MisterIO — Wed, 28 May 2008 19:41:31 +0000

"The first approach is, in many ways, more pleasing. But it implies that the GEM API could
change significantly over time. And that, in turn, could delay the merging of the whole thing;
the GEM API is exported to user space, and, as a result, must remain compatible as things
change. So there may be resistance to a quick merge of an API which looks like it may yet have
to evolve for some time. "

Why? If it's not standardized anywhere, you coul just label it experimental and actually try
it, before starting to say that it will remain compatible as things change.

GEM v. TTM

sylware — Wed, 28 May 2008 18:27:17 +0000

There is also opengl 3 in the pipeline. But opengl 3 is supposed to be quite high level and I
have pain to imagine a modern and fast 3D engine without the ability to have a fine grained
control on the video ram.
Carmak said that Id next engine (nb 5) will stream giant textures in order to render outside
landscape. Of course you can do it with opengl interfaces, but common sens pushes for low
level video ram management interface in order to make such engine fast and performant: will we
see low level memory management appear as an opengl extension?
To make things harder, all GPU manufacturers have announced, soon to arrive, hardware
accelerated raytracing and started to provide APIs for GPU "general programming". The GPU
market is in high entropy and tension is rising. And that's not helping the design of the new
Linux graphic stack. Intel wants to become serious with GPUs... of course those who "saw" the
larrabe performing where "stunned". Better wait to see it in a real life context. And NVIDIA
suggested that in its next GPUs much of what was done on the CPU will be offloaded on the
GPU... and that's not pleasing Intel...

Clarification on benchmark results

keithw — Wed, 28 May 2008 17:55:15 +0000

Note that the benchmark results I posted don't exactly show what is claimed in the article.

In particular, the version of the driver labeled "i915tex" is the original TTM version of the
i915 driver and has good performance, while "master/ttm" is a newer one which seems to have
suffered some degree of performance regression relative to both i915tex and the original
non-ttm version...  at least in the couple of machines I've looked at...

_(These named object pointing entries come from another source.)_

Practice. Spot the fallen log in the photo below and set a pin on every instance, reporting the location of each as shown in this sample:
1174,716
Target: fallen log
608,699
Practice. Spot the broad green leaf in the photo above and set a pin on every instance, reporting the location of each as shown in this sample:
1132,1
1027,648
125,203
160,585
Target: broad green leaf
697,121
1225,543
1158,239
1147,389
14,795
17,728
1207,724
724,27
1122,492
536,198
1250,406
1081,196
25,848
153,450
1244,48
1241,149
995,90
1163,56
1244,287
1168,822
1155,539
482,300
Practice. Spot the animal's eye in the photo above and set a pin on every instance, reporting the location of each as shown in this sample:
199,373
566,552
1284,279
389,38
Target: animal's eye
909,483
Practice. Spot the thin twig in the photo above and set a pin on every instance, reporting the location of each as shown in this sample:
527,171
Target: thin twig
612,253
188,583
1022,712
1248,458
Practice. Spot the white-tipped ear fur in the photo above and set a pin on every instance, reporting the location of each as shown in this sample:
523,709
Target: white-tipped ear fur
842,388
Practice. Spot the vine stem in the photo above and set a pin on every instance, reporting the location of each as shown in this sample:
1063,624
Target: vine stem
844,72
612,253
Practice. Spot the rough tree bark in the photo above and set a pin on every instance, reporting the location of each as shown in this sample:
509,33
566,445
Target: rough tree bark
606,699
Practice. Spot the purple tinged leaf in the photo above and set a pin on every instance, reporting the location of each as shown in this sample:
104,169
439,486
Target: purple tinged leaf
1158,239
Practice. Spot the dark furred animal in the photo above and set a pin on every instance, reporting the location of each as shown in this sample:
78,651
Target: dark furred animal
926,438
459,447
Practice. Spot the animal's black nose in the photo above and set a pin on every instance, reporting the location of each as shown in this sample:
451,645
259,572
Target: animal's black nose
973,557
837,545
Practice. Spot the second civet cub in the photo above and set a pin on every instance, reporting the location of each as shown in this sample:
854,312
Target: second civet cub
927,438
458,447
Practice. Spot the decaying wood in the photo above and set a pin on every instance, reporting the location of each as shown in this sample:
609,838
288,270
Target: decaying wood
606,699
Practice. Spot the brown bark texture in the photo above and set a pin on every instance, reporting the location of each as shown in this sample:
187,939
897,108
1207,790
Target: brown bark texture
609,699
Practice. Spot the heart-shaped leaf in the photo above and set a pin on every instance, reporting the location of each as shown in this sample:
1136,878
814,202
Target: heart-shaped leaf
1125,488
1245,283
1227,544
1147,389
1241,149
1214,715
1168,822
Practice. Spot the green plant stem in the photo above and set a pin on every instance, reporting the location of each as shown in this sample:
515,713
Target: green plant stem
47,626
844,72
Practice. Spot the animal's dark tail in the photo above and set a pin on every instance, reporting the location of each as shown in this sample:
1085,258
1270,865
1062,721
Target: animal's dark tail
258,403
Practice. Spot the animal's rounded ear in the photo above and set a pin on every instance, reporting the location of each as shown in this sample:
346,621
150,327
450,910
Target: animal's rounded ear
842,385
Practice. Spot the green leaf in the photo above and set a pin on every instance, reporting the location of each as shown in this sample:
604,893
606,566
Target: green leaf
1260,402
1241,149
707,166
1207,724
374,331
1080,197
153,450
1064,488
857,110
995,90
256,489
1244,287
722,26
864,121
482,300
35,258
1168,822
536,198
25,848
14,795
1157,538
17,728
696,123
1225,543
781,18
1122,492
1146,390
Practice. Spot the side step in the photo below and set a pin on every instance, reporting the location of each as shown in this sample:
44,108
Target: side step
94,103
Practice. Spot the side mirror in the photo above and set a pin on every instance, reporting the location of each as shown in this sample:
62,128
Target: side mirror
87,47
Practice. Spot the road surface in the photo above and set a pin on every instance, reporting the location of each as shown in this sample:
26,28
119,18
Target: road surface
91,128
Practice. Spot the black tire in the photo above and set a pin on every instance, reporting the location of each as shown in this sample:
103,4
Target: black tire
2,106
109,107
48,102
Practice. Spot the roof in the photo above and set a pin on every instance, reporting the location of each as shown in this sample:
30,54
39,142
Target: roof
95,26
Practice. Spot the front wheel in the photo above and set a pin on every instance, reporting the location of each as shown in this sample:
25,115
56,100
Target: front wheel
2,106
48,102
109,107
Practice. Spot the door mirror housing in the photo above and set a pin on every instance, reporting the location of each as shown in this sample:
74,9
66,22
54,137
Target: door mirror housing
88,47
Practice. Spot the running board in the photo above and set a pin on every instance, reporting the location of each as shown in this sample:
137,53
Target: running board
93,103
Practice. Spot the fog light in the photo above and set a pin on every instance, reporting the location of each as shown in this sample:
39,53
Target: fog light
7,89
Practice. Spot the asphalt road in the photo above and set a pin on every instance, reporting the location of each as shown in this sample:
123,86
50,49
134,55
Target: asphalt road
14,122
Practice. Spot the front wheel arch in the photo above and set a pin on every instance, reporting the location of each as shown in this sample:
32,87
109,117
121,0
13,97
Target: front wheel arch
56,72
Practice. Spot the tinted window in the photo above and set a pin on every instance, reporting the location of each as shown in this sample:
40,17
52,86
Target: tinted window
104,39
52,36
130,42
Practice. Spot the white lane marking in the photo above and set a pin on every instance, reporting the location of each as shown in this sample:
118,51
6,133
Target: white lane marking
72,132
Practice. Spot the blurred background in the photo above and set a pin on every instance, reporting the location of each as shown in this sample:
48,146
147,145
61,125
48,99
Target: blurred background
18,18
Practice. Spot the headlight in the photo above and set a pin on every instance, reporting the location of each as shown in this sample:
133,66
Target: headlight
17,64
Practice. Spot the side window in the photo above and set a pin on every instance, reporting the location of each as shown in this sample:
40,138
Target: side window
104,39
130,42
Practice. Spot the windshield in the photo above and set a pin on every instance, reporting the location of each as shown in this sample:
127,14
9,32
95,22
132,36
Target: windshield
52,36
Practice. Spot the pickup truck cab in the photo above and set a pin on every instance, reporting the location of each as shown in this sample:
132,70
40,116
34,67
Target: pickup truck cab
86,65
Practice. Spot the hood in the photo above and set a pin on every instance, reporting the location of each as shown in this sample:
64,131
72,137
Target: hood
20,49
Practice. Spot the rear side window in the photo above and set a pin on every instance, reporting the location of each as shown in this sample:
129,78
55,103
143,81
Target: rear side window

To make things even more confusing, it seems that Keith Packard's testing may have revealed
yet another regression in the non-ttm versions of the driver, which I haven't had a chance to
dig into at this point.  

All this testing is pretty preliminary & hampered by lack of time & travel schedules, etc.
So, nobody really has all the answers.

Anyway, the biggest win at this point would be getting some sort of a memory manager interface
that everyone agrees on & can move forward with, *providing* that it doesn't encode design
decisions which preclude a properly performant implementation -- and I'm hopeful that's the
case.

Keith

No Bounce buffers

arjan — Wed, 28 May 2008 15:43:45 +0000

Since with shmfs you can set a DMA mask (effectively) on the inode, there's no need to use
bounce buffers... you just allocate the memory in the right place from the start.

GEM v. TTM

zooko — Wed, 28 May 2008 15:08:17 +0000

"A number of complaints about TTM have been raised. Its API is far larger than is needed for
any free Linux driver; it has, in other words, a certain amount of code dedicated to the needs
of binary-only drivers."

How are the needs of binary-only drivers different than the needs of open source drivers?  Is
TTM offering API pieces that are particularly useful for DRM or something like that?